Monarchs on the move
Another big question is whether monarchs will find newly migrated forests. Research indicates that current wintering sites for monarchs in Mexico may become unsuitable for both the oyamel fir trees and the butterflies in the future, and some monarchs are already moving elsewhere. Last winter, monarch butterflies decreased by nearly 60 percent on Mexican wintering grounds. And surprisingly, conservationists found the largest colony several miles away from the reserve—roosting in the forests of San Antonio Albarranes, close to the Nevado de Toluca volcano.
(Why aren’t monarchs protected by the Endangered Species Act?)
The butterflies are looking for new, colder sites because the past sites are warmer, says Sáenz-Romero, who has done past research on the habitat’s historic and future climate. On Nevado de Toluca, the temperature at 11,100 feet is one degree Celsius colder than at the same elevation in the monarch reserve.
“If the monarch migration to this part of the world is to continue, both the trees and the monarchs will need to move,” says Karen Oberhauser, a biologist at University of Wisconsin-Madison who was not involved in the study. According to Oberhauser, who studies monarch butterfly ecology, assisted migration could be a possible solution; however, whether it will work remains to be seen.

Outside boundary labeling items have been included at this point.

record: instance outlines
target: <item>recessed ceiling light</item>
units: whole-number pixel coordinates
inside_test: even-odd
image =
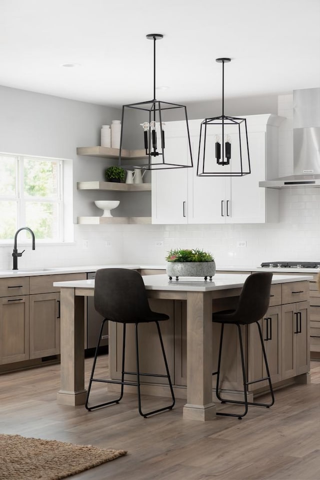
[[[73,68],[74,67],[80,67],[80,64],[62,64],[61,67],[65,67],[66,68]]]

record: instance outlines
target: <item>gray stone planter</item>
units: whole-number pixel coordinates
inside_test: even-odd
[[[176,277],[204,277],[206,280],[216,273],[216,263],[213,262],[167,262],[166,273],[170,280]]]

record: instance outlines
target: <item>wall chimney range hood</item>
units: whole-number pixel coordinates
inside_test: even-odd
[[[320,88],[294,91],[294,174],[260,187],[320,187]]]

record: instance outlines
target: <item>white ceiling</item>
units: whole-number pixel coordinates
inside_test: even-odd
[[[320,0],[0,0],[0,85],[119,106],[320,86]],[[64,64],[78,64],[65,68]]]

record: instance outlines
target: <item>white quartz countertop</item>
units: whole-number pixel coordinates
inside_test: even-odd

“Unfortunately, climate change on the one earth we have is like a giant experiment with a sample size of one,” Oberhauser says, “not an ideal situation.”
For now, in Mexico, Sáenz-Romero hopes this new study convinces conservationists and government officials that assisted migration can establish new potential wintering sites for the monarch butterflies. Preserving the current monarch reserve is equally important as creating potential sites, he says.
These new trees are a field experiment, he adds, “we need to plant thousands more.”